There are too many target platforms already, and programmer effort for tuning is already spread too thin. AVX10 does not help the situation. Pat Gelsinger wants "five nodes in four years" and "unquestioned technology leadership". Yet the actions of his company are telegraphing to the world that Intel will not have competitive transistor density, and cannot affort to implement AVX-512 in their client processors? I don't like it.

But yes, in the grand scheme of things, getting AVX10 is much, much better than being stuck on AVX2 forever.
 
My "lowest common denominator" snide was aimed at Intel's goal of down-sizing AVX-512 enough to make it workable on their ex-Atom, now E-core, microarchitectures. I don't think Intel is doing the right thing, because AMD has already demonstrated by example that full AVX-512 support can be had with 256 bit wide hardware, and at very respectable performance, in Zen4. (And power consumption when running AVX-512 number crunching is not a problem on the Ryzen 7840/8840 laptops that I am toying with.)
Zen 4's AVX512 is somewhat limited but still does one 512 bit FMA per cycle.
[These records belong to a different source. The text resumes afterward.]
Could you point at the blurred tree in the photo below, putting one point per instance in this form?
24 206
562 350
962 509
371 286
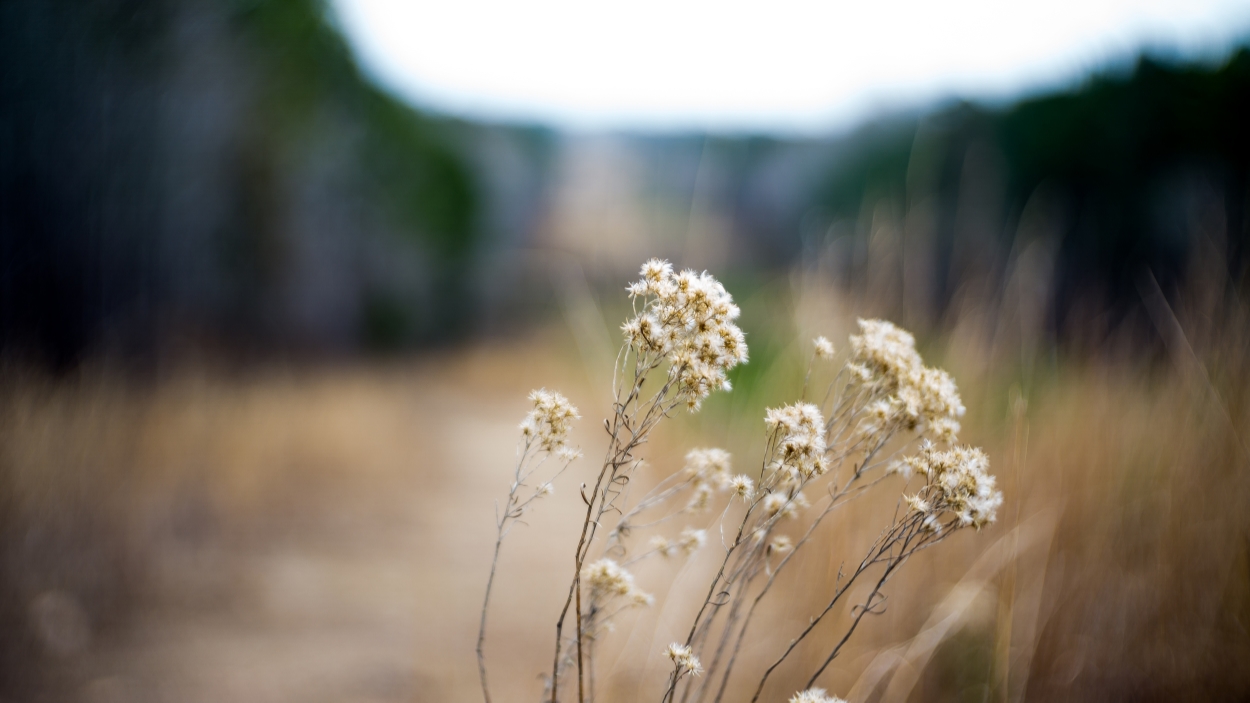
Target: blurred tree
181 171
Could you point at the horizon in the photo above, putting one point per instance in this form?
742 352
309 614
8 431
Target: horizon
540 89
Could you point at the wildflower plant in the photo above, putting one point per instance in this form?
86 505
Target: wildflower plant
883 415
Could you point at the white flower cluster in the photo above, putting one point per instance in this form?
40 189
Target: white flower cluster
905 393
690 541
800 450
608 579
685 659
824 348
956 480
815 696
688 318
784 504
709 470
550 420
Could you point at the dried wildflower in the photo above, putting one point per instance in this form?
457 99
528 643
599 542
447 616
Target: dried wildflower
783 504
815 696
909 395
824 348
780 544
691 539
958 480
608 579
801 442
549 422
918 503
685 661
661 546
741 487
686 318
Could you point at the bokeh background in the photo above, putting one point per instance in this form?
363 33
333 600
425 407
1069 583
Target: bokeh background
268 323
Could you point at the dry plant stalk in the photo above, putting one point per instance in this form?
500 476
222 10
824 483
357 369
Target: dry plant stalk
883 414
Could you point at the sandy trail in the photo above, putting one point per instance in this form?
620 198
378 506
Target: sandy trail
365 579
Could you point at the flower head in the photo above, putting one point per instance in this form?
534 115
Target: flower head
549 422
608 579
824 348
958 482
800 448
686 318
815 696
684 659
905 393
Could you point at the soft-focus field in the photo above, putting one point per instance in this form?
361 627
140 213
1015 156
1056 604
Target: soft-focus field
324 533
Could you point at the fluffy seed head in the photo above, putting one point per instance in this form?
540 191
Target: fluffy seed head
550 420
686 318
824 348
685 661
800 449
608 579
958 482
741 487
906 395
815 696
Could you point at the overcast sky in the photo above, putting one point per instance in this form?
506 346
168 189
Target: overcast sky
783 65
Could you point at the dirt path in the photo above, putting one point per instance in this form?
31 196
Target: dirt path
364 579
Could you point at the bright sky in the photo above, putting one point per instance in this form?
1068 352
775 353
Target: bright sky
779 65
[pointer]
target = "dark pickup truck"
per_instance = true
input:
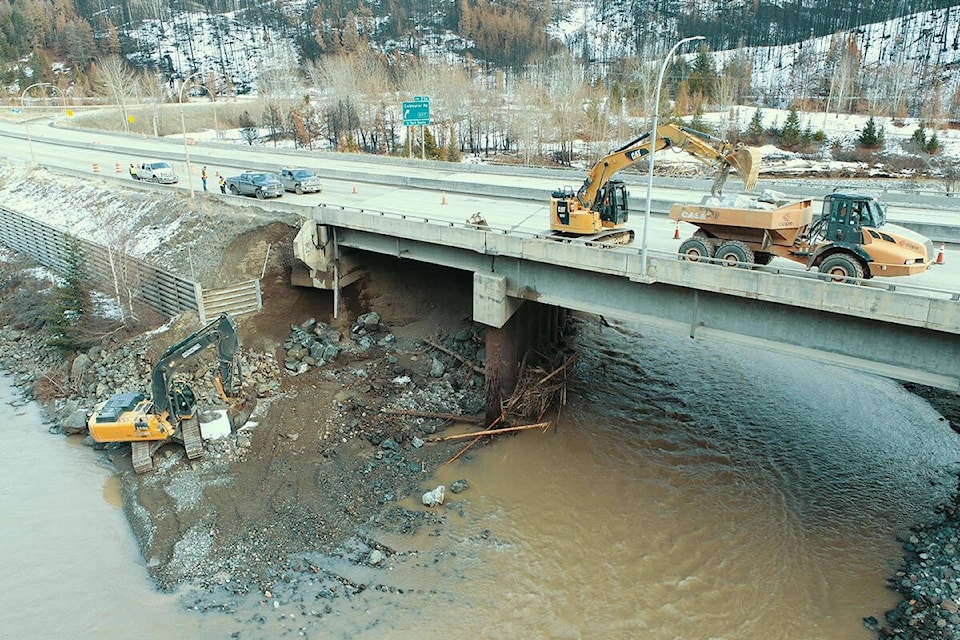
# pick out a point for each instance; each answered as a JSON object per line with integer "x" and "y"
{"x": 255, "y": 183}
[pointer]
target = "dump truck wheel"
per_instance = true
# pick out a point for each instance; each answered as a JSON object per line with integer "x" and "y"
{"x": 840, "y": 267}
{"x": 762, "y": 258}
{"x": 694, "y": 250}
{"x": 731, "y": 253}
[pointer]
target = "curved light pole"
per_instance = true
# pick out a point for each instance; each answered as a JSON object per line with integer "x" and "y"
{"x": 653, "y": 150}
{"x": 26, "y": 125}
{"x": 183, "y": 126}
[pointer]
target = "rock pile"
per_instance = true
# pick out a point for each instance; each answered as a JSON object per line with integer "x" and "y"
{"x": 311, "y": 344}
{"x": 929, "y": 582}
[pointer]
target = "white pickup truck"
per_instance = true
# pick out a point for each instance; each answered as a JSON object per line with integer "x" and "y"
{"x": 160, "y": 172}
{"x": 300, "y": 180}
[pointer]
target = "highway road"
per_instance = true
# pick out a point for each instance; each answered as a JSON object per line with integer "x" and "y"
{"x": 76, "y": 150}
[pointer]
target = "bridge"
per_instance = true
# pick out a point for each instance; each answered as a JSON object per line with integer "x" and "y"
{"x": 897, "y": 331}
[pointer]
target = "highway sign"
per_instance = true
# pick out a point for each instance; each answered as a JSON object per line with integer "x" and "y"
{"x": 416, "y": 113}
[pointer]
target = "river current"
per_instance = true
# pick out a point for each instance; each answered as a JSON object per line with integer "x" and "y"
{"x": 689, "y": 490}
With Crestmont also going to 512 bit wide FMA, it isn't clear what Intel is planning to do with AVX10. Or at least not to me.
 
  • Like
Reactions: continuum

Made in Hurry

Ars Praefectus
4,553
Subscriptor
I do not really need a top of the line machine, but since AM4 computers still can be sold for quite a decent amount of money online these days, i listed my main rig online yesterday and i am going to keep that in my account and probably either build a new one before Christmas or buy a Mac.
I am curious if they have upgraded the integrated GPU on it though and what it can do as a mini-computer might be what i am tempted to get in such case.
 

Demento

Ars Legatus Legionis
13,751
Subscriptor
The only reason to upgrade the desktop Ryzen iGPU is to be able to phase out support for that architecture in the drivers. It's there to provide basic - more basic than Intel - video and nothing more. I expect it will update the next time there's a major change in the Radeon architecture just to keep the drivers in sync.
 
  • Like
Reactions: continuum

NervousEnergy

Ars Legatus Legionis
10,547
Subscriptor
The X3D line segregation seems... suboptimal if they want a big early sales splash. A lot of folks on X3D procs aren't going to upgrade until those chips are out, so I'm a bit surprised they don't lead with them. I'm still on a 5800X3D, and am definitely upgrading to X870E and whatever they're calling the 9K X3D versions (9800X3D?), so I'll be waiting.
 

continuum

Ars Legatus Legionis
94,897
Moderator
The X3D line segregation seems... suboptimal if they want a big early sales splash. A lot of folks on X3D procs aren't going to upgrade until those chips are out,
Given how they've handled 3D V-cache parts in the past I don't think they care, they seem to be set on doing an initial release and then a subsequent 3D V-Cache part release.